The US and China met with India, Brazil, and South Africa today and hacked together a modest deal. This has yet to be approved by the 193 nations present, but it covers the G-2 which is the minimum to move forward.
The leaders called climate change “one of the greatest challenges of our time,” and duly pledged to hold the global temperature below 2 degrees (as recommended by the IPCC). That’s about where the good news ends.
The text is full of exceptions for so-called ‘developing nations‘ – a group that includes some of the world’s largest polluters, and rich industrialized nations like Singapore. (Haven’t statisticians like Hans Rosling should have vanquished this misrepresentation long ago?)
The only really meat of the agreement is that ‘developed countries’ have made a series of add-hoc pledges to reduce emissions to varying levels ranging from 5% (croatia) to 35% (norway). These pledges will be verified and reported but there is no mention of a legal mechanism or any sanctions of any sort.
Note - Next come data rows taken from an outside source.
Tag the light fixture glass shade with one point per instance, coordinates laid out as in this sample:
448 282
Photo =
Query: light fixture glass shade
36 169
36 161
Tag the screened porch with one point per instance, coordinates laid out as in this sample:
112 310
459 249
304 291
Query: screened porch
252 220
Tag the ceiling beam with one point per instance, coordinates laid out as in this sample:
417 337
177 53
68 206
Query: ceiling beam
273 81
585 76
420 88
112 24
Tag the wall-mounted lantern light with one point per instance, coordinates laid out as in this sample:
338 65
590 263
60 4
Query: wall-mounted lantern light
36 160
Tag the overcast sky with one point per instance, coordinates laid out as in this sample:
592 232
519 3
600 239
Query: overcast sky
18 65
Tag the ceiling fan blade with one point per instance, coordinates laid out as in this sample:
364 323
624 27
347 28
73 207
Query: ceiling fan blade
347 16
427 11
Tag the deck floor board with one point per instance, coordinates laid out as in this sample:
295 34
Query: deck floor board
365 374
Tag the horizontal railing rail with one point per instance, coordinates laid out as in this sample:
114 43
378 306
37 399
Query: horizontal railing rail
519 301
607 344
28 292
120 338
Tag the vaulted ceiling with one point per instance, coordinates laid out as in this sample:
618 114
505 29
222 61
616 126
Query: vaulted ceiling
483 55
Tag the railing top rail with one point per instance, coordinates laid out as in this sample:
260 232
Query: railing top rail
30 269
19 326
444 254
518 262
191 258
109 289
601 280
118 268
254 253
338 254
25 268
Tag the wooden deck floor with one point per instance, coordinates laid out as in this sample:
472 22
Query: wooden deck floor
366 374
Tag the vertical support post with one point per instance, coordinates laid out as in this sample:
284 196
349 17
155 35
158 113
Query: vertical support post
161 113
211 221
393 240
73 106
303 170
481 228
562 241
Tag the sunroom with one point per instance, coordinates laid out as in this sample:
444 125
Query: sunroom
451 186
Developing countries are not held to any pledges whatsoever. In short, this is a non-deal.
Despite not contributing any verifiable reductions, the ‘developing’ countries have negotiated a boatload of climate mitigation funding from the EU, US, and Japan.
There are clearly some good-guys and bad guys emerging in the new climate politics. The Europeans are to be applauded for making both generous contributions and substantial emissions pledges, The teen-level reductions that the US has pledged are certainly an improvement over the Bush years. The real villains emerging in the climate sphere are India and China who are still belligerently stuck on the idea that polluting is their right. They are wrong. Let’s hope they clean up their approach by Cop16.